After three rounds today, on Saturday, Americans J. B. Holmes and Kyle Stanley are tied for first at nine under par. Louis Oosthuizen of South Africa, the 2010 U.S. Open champion, is one shot back at eight under par. Twenty-one year old S. W. Kim is two shots back at seven under par. Sergio Garcia of Spain–a former winner of The Players who just won his first major, this years’ Masters–is four shots back at five under par.
Holmes and Stanley are past champions of our Phoenix Open at TPC Scottsdale, near where I live. Both times they won I was in their gallery the final nine holes. Both are impressive to watch and drive the ball a long ways. It’s especially true of J. B., who has been a member of the Bible Study group on the PGA Tour.
The first time I saw J. B. Holmes at the Phoenix Open, my son–who was my regular caddy on the Senior/Champions Tour–and I were walking together at the tournament. We like to watch the pros on the practice tee. So, we were approaching it one day when Michael said, “Dad, there’s J. B. Holmes, the longest hitter on the Tour.” I didn’t know that and didn’t even know about Holmes. From about seventy yards away and behind him, for the first time I saw him hit a drive. I couldn’t tell where the ball went. But I said to Michael, “there’s no way that guy is the longest hitter on the Tour. Did you see how short his backswing is? He didn’t hardly have any wrist cock.” Ample wrist cock is the main way to get distance. We arrived at the gallery ropes and watched some more. The next three drives Holmes hit were duck hooks that barely got off the ground and carried about 230-250 yards. I said to Michael, “See what I’m telling you.”

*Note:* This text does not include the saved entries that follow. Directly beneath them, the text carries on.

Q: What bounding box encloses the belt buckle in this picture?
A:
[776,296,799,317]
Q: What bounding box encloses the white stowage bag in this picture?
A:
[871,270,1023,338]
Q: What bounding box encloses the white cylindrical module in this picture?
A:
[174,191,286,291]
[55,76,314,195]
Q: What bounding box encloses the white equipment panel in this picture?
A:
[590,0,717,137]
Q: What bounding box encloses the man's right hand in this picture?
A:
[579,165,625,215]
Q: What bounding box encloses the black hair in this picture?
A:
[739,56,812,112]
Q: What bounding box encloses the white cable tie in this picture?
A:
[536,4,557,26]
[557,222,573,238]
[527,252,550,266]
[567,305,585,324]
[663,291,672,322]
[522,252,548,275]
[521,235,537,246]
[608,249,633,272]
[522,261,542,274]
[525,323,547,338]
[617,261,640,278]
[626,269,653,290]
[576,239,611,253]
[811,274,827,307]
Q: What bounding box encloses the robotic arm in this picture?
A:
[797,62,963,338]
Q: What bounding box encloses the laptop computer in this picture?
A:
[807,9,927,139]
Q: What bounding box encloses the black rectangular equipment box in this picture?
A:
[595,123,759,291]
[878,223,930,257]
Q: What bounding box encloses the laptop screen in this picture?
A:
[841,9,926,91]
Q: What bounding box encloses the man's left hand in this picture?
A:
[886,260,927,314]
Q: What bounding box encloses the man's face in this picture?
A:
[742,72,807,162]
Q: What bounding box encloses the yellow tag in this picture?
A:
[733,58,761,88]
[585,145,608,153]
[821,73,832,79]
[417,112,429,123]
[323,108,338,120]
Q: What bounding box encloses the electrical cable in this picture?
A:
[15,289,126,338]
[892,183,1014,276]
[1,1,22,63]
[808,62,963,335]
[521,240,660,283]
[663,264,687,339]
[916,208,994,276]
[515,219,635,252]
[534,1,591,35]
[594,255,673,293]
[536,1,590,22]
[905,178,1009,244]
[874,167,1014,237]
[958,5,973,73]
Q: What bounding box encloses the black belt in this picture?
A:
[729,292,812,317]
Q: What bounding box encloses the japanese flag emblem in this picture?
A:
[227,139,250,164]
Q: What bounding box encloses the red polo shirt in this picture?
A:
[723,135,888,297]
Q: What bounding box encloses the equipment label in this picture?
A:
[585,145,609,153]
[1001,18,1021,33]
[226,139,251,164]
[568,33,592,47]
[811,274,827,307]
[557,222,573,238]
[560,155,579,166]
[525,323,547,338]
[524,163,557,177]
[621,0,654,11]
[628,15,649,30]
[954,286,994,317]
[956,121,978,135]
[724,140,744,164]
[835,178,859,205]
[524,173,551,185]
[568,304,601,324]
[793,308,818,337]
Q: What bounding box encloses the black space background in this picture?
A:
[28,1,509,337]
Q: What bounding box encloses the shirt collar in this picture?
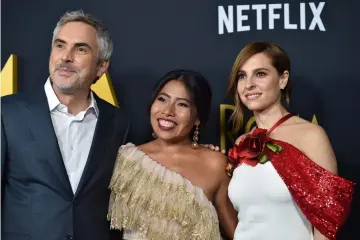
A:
[44,78,99,116]
[88,91,99,116]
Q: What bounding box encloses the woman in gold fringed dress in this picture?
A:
[108,70,238,240]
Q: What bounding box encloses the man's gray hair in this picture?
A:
[52,10,113,61]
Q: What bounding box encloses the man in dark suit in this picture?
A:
[1,10,129,240]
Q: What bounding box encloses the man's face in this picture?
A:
[49,21,108,94]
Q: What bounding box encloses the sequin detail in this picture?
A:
[268,140,354,240]
[107,143,221,240]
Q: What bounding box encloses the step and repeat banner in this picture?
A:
[2,0,359,238]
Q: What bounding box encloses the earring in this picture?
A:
[152,132,157,138]
[192,124,200,149]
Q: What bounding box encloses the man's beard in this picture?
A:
[55,79,84,94]
[50,62,97,94]
[50,72,89,94]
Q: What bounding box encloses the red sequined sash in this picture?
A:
[227,113,355,239]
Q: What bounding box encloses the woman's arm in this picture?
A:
[213,154,238,240]
[300,124,338,240]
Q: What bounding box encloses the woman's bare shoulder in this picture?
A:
[288,116,326,139]
[198,147,228,170]
[284,116,337,173]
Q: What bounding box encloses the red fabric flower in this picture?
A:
[226,128,282,176]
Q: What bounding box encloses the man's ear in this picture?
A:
[96,60,109,78]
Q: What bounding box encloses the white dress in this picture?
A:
[228,162,314,240]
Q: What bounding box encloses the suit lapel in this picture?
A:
[23,91,73,196]
[74,98,114,198]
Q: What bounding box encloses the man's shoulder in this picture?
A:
[95,97,130,121]
[1,92,26,103]
[1,90,46,115]
[2,89,44,102]
[1,92,30,111]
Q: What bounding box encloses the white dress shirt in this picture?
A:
[44,78,99,193]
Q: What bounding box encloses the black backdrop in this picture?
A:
[2,0,360,238]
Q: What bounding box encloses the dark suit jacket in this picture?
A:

As kept watching J. B. hit drives. And I kept saying to Michael, “I just don’t see where [in his swing] he’s getting that power. He swings it back so-o-o short! That seems impossible!” Not only does J. B. swing back short, he also doesn’t have much turn of his body on his backswing. So, he leaves his left heel on the ground on his backswing. He gets his power almost entirely from the amazing amount of torque he creates with his body. That’s something that is difficult to see with the naked eye. J. B. does it by turning his hips a whole lot, and very early, on his forward swing.
It’s just the opposite with a long hitter like John Daley. He has an extremely long, syrupy backswing. He does it by getting lots of wrist cock, and swings way past parallel, on his backswing. John has such a huge turn of his body on his backswing also. Like Sam Snead and Jack Nicklaus, John Daley takes his left heel way off the ground on his backswing.
Well, tomorrow could be a very interesting competition at The Players.